Reiloy Westland Corp. will build a 45,000-square-foot headquarters factory, as the Kansas maker of screws and barrels expands under the ownership of German machinery manufacturer Reifenhäuser Group.
Reiloy Westland President Dave Larson hopes to break ground in the next three or four weeks, and be ready to move in by mid-2015. Reiloy Westland will move from its current 25,000-square-foot plant in Wichita to the new building 10 miles north in Maize, Kan.
Larson sold Westland to Reifenhäuser in late 2012. The family-owned company, based in Troisdorf, Germany, manufactures machinery for blown and cast film, thermoforming and sheet extrusion.
“The real key is the Reifenhäuser Group’s commitment to the North American market,” Larson said. “So if you look at the history since they purchased us roughly 18 months ago, they’ve invested several million dollars in equipment. They’ve moved Reifenhäuser’s headquarters to Wichita, and now they’re committing not only to the equipment but we’ve committed to lean manufacturing, 5S and ISO certification.”
The German company has moved its North American operations from Danvers, Mass., to Wichita, where it currently operates in a separate building a few miles from Reiloy Westland. Managing Director Ulrich Reifenhäuser told Plastics News in an interview last year that the company has identified North America as a major growth market, including for flexible packaging and polyethylene film, because of the shale gas boom.
The new building in Maize will house all of Reifenhäuser’s operations under one roof. Larson said the Kansas facility will handle parts and service and become the central point of contact for customers in North America for the machinery. That equipment is manufactured in Europe.
Larson said the new larger building is being fueled by the growing screw and barrel manufacturing business — for both machinery manufacturers and replacement.
“We’re seeing both segments as good, and business in general is really strong,” he said.

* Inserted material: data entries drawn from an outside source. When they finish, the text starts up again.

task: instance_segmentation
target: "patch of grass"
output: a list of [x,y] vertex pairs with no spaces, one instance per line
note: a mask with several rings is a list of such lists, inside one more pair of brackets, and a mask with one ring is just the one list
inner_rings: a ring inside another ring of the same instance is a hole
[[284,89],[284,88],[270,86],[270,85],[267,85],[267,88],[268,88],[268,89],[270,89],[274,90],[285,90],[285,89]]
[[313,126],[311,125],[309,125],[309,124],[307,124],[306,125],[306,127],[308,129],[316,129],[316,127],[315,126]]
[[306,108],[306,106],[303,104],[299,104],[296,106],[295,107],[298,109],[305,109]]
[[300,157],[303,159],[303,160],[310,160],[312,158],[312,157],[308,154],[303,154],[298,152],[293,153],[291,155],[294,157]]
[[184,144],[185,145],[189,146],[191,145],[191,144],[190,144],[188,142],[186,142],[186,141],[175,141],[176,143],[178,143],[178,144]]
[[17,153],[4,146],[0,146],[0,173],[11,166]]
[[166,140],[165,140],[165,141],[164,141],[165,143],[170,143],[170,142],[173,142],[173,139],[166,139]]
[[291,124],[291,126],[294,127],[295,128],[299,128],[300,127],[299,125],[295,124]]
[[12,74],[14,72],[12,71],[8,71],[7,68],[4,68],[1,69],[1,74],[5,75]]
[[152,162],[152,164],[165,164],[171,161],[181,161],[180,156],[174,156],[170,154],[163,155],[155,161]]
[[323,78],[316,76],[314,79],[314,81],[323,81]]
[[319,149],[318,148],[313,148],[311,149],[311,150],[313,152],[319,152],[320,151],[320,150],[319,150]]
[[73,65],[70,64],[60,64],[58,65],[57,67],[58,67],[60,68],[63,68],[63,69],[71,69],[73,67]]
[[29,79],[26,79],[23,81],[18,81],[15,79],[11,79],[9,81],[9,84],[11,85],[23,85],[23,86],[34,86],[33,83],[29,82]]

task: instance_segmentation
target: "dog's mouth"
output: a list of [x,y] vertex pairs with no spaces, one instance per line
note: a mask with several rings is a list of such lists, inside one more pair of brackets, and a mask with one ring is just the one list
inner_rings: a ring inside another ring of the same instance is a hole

Westland has been known for its injection screws, and the company, under the new ownership as Reiloy Westland, now is moving into extrusion screws, Larson said. The extrusion screws will be for equipment made by all manufacturers, not exclusively Reifenhäuser, he said.
Reiloy Westland currently employs 54. Larson said the company has filled several key positions in the past few months, including a continuous improvement specialist. The screw and barrel firm expects to hire manufacturing positions, engineers and sales people in the next year — and add at least 15 employees over the next five years.